Personal information
- Full name: Cyril Hollinshead
- Born: 26 May 1902 Timberland, Lincolnshire, England
- Died: 25 November 1995 (aged 93) Cheltenham, Gloucestershire, England
- Batting: Left-handed
- Bowling: Left-arm fast-medium

Domestic team information
- 1931: Lincolnshire
- 1946: Gloucestershire

Career statistics
| Competition | FC |
| Matches | 1 |
| Runs scored | – |
| Batting average | – |
| 100s/50s | –/– |
| Top score | – |
| Balls bowled | 30 |
| Wickets | – |
| Bowling average | – |
| 5 wickets in innings | – |
| 10 wickets in match | – |
| Best bowling | – |
| Catches/stumpings | –/– |
- Source: Cricinfo, 13 September 2010

= Cyril Hollinshead =

English cricketer

Cyril Hollinshead (26 May 1902 - 25 November 1995) was an English cricketer. Hollinshead was a left-handed batsman who bowled left-arm fast-medium. He was born at Timberland, Lincolnshire.

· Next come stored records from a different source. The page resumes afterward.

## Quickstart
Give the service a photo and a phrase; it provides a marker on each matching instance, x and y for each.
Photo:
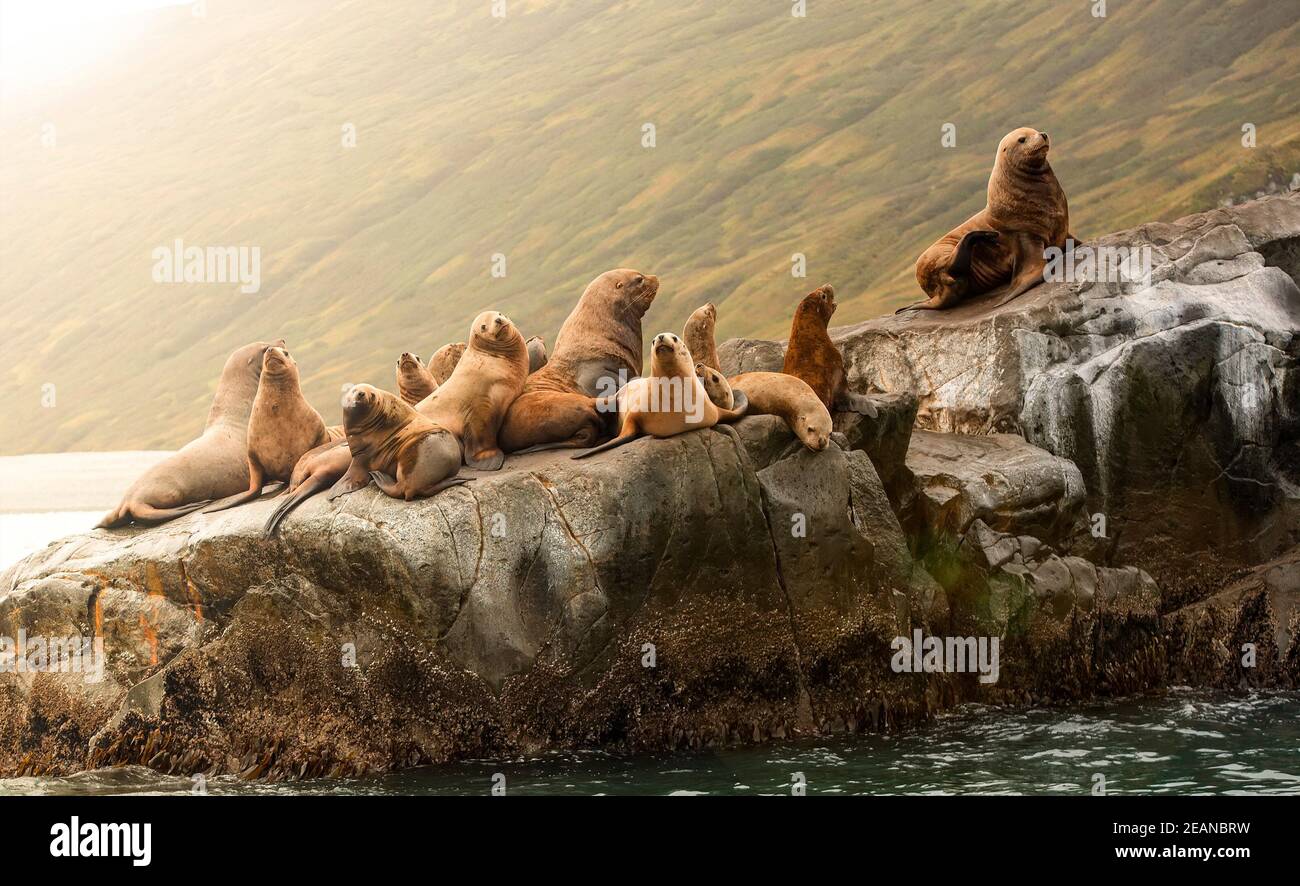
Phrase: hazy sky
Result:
(51, 39)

In 1931, Hollinshead played a single Minor Counties Championship match for Lincolnshire against Bedfordshire. Fifteen years later, following the Second World War, he played a single first-class match for Gloucestershire against Cambridge University at the Wagon Works Ground in Gloucester. In his only first-class match he wasn't required to bat and bowled 5 wicketless overs. In 1947, he represented the Gloucestershire Second XI in a Minor Counties Championship match against the Surrey Second XI at The Oval.

Hollinshead died at Cheltenham, Gloucestershire on 25 November 1995.